Based on my research, this error appears when there is a lot of contention on the distribution database. I do see a distribution query running for over 10 hours. If I kill this transaction, won't this cause issues with the replication since this may be a transaction that is reading and copying data? Wouldn't killing it suspend that process and possibly cause corruption.
The publisher and subscribers are all online; these query timeout errors seem to be related to the distribution server and the distribution database contention. I'm trying to identify what's happening overall, since I have many publications that are getting timeouts and from digging into the servers, it only appears the distribution server is behind.
Best Answer
First, examine what the distribution agent saved about the error by executing select * from [dbo].[MSrepl_errors] order by id desc in the distribution database.

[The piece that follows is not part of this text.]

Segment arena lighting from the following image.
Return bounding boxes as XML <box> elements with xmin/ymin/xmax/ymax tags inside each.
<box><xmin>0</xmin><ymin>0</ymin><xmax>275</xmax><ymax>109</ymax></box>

When it comes to poor performance in the distribution database, I've experienced several problems. Besides excessive blocking, which I'm sure you are watching, there are several maintenance related issues. First, I've had virtual log file issues slow my replication in the past. When this happened, there was a noticable impact on performance. To address this run dbcc loginfo on the distribution database. If you get over 100 records returned, it's a slight concern. If you get thousands of records returned, then it's a real problem. Fixing it includes changing the autogrowth settings for the log file to a reasonable value, shrinking the log file, then re-initializing it back to its original size. Unfortunately, the default autogrowth size for data files is 1MB, which should be increased as well.
If you don't have this database included in the index and statistics maintenance, you could experience query timeout issues. I once had a specific table in a user database used by a procedure with a recursive function and if this table got fragmented slightly, the procedure would run very long.
It is also possible to use Profiler or Extended Events to trace all of the commands that the problematic distributor executes to determine which command times out. Locate the SQL Agent job that runs the distribution agent with the issue and filter by program name using that job name.
I'm also not averse to creating new indexes in the distribution database, if necessary. I use the query below to help with this, but don't just create everything without reviewing them to see if you can consolidate.
If all of this still does not resolve the issue, then locate the job for the distribution agent and add the parameter -ErrorFile (path and filename local to the server). Monitor the growth of this file because it might grow faster than you expect, but it will contain more details about the problem.